I don’t really believe that there’s a limit,” says Daniel Lopatin on his cell phone, between moving studios in New York. Lopatin is a Brooklyn-based producer working under the moniker Oneohtrix Point Never, and he’s talking about carrying his sound well beyond the aural to a broad-reaching, multidisciplinary and collaborative practice that spans platforms, countries and artists.

Lopatin has already worked with the likes of Tim Hecker and Takeshi Murata, and he continues to perform live with Nate Boyce. A budding filmmaker that would never be, he grew up idolizing directors Robert Rodriguez and Quentin Tarantino and got as far as contributing to the soundtrack of Sofia Coppola’s Bling Ring in 2013.

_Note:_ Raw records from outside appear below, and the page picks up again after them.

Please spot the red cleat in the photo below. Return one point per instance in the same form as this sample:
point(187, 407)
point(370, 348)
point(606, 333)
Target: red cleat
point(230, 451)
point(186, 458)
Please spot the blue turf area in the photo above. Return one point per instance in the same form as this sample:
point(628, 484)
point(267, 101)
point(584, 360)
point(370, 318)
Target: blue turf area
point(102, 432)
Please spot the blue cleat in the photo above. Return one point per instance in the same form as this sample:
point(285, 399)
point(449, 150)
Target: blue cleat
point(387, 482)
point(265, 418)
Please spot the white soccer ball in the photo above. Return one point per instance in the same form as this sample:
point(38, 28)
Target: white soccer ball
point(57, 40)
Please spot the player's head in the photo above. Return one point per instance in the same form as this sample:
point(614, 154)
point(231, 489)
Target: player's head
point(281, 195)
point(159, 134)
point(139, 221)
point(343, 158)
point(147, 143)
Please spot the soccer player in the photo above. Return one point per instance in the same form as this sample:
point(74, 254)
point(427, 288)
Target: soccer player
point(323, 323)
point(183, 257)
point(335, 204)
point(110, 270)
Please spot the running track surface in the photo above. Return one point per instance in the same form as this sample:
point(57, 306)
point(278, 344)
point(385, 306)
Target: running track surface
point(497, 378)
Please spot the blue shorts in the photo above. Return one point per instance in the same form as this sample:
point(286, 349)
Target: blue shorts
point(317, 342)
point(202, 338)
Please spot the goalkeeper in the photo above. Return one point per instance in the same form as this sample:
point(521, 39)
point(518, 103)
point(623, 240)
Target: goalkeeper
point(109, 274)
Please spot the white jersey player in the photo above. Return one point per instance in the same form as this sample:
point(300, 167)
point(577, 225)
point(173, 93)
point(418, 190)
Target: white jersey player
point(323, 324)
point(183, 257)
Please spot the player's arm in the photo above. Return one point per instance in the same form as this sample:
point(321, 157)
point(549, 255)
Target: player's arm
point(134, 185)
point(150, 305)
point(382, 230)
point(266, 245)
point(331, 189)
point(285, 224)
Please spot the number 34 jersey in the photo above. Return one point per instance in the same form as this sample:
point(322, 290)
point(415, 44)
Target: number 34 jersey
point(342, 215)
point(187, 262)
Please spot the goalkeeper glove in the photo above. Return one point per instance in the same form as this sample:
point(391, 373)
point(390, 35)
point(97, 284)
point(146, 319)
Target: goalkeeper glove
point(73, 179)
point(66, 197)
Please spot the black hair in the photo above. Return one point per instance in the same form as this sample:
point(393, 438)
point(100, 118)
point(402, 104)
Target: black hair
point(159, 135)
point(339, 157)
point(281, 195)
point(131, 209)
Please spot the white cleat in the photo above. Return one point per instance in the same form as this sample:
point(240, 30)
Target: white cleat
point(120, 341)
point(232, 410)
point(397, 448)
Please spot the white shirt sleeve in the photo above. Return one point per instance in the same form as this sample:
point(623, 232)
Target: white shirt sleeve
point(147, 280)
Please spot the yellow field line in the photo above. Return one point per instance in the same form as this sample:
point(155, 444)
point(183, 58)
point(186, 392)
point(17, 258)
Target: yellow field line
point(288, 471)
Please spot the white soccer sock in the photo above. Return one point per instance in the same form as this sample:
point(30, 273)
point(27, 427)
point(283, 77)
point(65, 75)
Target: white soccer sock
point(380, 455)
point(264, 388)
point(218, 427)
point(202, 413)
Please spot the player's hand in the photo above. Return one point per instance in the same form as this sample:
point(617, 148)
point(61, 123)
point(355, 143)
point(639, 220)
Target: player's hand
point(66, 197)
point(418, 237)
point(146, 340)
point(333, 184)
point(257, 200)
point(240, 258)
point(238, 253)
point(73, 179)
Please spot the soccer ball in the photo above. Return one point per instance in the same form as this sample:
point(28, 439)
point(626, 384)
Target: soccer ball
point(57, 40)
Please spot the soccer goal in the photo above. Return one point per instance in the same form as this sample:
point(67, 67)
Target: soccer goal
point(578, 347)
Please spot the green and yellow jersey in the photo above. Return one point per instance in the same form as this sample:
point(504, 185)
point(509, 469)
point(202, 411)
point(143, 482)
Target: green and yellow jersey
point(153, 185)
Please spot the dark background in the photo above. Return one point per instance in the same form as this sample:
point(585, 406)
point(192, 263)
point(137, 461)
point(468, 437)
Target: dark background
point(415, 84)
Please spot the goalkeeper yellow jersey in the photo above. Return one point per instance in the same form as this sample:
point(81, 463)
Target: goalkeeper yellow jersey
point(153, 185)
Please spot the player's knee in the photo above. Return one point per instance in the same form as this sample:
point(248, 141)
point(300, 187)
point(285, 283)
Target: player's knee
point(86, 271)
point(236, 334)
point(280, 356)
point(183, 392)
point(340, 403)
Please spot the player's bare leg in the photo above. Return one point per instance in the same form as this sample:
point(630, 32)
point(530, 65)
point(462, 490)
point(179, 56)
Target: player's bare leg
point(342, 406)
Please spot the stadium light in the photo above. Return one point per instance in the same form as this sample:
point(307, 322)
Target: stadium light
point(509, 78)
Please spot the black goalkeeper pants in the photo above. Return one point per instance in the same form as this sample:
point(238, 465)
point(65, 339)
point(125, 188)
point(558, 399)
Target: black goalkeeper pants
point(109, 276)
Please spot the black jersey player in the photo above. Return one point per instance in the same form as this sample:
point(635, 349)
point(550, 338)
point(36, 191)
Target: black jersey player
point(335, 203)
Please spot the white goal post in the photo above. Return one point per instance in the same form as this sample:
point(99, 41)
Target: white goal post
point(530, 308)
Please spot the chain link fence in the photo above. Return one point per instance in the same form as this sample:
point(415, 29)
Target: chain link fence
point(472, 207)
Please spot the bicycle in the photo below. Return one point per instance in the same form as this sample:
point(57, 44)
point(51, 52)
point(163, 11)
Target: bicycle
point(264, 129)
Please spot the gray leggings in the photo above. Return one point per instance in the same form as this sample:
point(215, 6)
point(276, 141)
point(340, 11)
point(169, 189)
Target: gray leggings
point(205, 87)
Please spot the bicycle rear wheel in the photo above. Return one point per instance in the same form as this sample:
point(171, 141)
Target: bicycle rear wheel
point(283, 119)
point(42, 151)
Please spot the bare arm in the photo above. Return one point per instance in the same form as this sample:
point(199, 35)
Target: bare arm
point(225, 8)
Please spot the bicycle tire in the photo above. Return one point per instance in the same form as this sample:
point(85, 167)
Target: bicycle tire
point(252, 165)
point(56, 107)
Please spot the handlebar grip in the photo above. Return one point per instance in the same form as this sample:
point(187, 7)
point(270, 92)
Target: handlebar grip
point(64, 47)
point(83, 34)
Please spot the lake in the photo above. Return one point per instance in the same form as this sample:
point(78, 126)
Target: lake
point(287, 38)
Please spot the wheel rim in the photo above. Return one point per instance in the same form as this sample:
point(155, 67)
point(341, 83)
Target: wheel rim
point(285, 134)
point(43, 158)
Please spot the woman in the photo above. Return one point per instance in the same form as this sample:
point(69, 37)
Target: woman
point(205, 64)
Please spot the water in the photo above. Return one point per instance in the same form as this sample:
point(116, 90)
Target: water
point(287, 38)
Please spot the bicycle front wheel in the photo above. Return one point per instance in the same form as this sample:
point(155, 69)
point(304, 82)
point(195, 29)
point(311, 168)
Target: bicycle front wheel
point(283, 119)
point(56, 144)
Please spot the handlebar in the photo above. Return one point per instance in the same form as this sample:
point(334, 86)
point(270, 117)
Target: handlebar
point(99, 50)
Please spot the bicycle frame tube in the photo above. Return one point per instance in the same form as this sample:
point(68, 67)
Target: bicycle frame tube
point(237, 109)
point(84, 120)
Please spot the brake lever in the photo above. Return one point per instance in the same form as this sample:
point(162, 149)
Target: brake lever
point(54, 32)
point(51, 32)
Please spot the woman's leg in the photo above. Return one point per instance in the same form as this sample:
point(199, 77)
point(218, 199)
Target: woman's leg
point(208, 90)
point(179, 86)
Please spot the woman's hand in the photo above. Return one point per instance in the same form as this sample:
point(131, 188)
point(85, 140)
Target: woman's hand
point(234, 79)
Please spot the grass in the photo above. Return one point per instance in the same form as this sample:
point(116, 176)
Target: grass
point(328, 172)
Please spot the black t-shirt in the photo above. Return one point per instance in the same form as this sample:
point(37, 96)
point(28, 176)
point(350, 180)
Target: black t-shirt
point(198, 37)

Right now, he’s about to release his eighth album, Garden of Delete, on Warp Records on November 13. He’s just finished a residency, has already started touring and is well into an intensive album press cycle. Lopatin’s music is featured in a film for the solo exhibition of Canadian artist Jon Rafman in London, and the two are currently working on a five-minute video for a track on Garden of Delete called “Sticky Drama.” There’s a website, some teaser videos and a self-initiated interview between Lopatin and an alien named Ezra on a mysterious blog. Needless to say, his CV is continually evolving beyond his job description, and it reveals the same sense of urgent overstimulation as the new album. Each track in Garden of Delete seems to suffocate under the force of its own glitches, channel-changes and digital detritus. It is an album that’s overwhelming in its depth and complexity, and one that’s not far off from life.

How do human emotions come into your practice?

I watch a lot of soaps. I watch things like Nashville and Empire and stuff like that because the affective scenarios that are deployed in those shows are really acute, they’re really specific, you can almost make an index of them. It’s like, ok, there was this mental breakdown and it’s branching off into something else. Like, how did they get from mental breakdown to overjoyed? That to me is like a node. It’s almost like synthesis to me, in the way that you can kind of modulate things that are feeling unconnected to each other and create new relationships. That’s what comes into play, and how that comes into play on a practical level.

I think I rely on allegory a lot, and I try to demarcate certain things that happen in the music. It’s like, this is going to be this because I said so. This is going to be a traumatic landscape because I said so. Once you define it for yourself and you say, “this area is demarcated trauma,” or “this area is demarcated messiness,” or whatever, you can really start modulating those things.

With that in mind, and having been so interested in making film early on, it sounds like your interests lie in the art of emotional manipulation. Do you find that hopeful or depressing — the thought of being able to evoke certain feelings from people, or from yourself?

I’m a self-admitted hedonist on some levels, so when you’re that combination you tend to be kind of open to the manipulation, or you get some joy from it. I never would call it a “guilty pleasure” or anything like that. I think it’s much deeper than that. I am generally agitated a lot by the repetition, or the tedium, of the predictability of things. I hate clichés. I don’t find them interesting or worthwhile or funny. I find them to be irritating and find them to be generally negative and uninspiring. They just assume everybody is a bag of bones just sitting there and accepting whatever they get, so that’s not good. But I’m also not on some kind of crusade of like, “Oh, I’m going to take that and flip that it into something special and idiosyncratic,” because I don’t really think that that’s a unique thing to do. I think it’s a human responsibility to have some agency over the things that happen in front of you, that you may or may not want to happen to you. I don’t think that’s art. That’s just something delegated to us by being part of a society.

It’s like, “Ok, you’re going to be confronted by things that you don’t like and you should come to terms with it or find a way to deal with that, or do whatever you need to do with that,” but that’s not art-making for me. I think that’s just a small part of just being alive at this point. Because there’s just so much shit everywhere. If I closed my eyes and put my hand down on the pavement right now, I’m on Manhattan Avenue, I’d probably pick something up that I could Instagram and ten people would for whatever reason like it. That doesn’t make the world a better place at all. It’s just a place with tons of stuff, tons of volume. I feel like we have a responsibility to live our lives with some kind of a delegation process. Where we make good decisions, healthy decisions for ourselves about how to deal with that stuff.

I guess, along with your ideas about the materiality of sound, it’s like taking a bunch of stuff with loads of information embedded in it already and sculpting it into something that’s meaningful to you, because otherwise there’s just no way of dealing with it.

Unfortunately it seems like that’s what we’re faced with.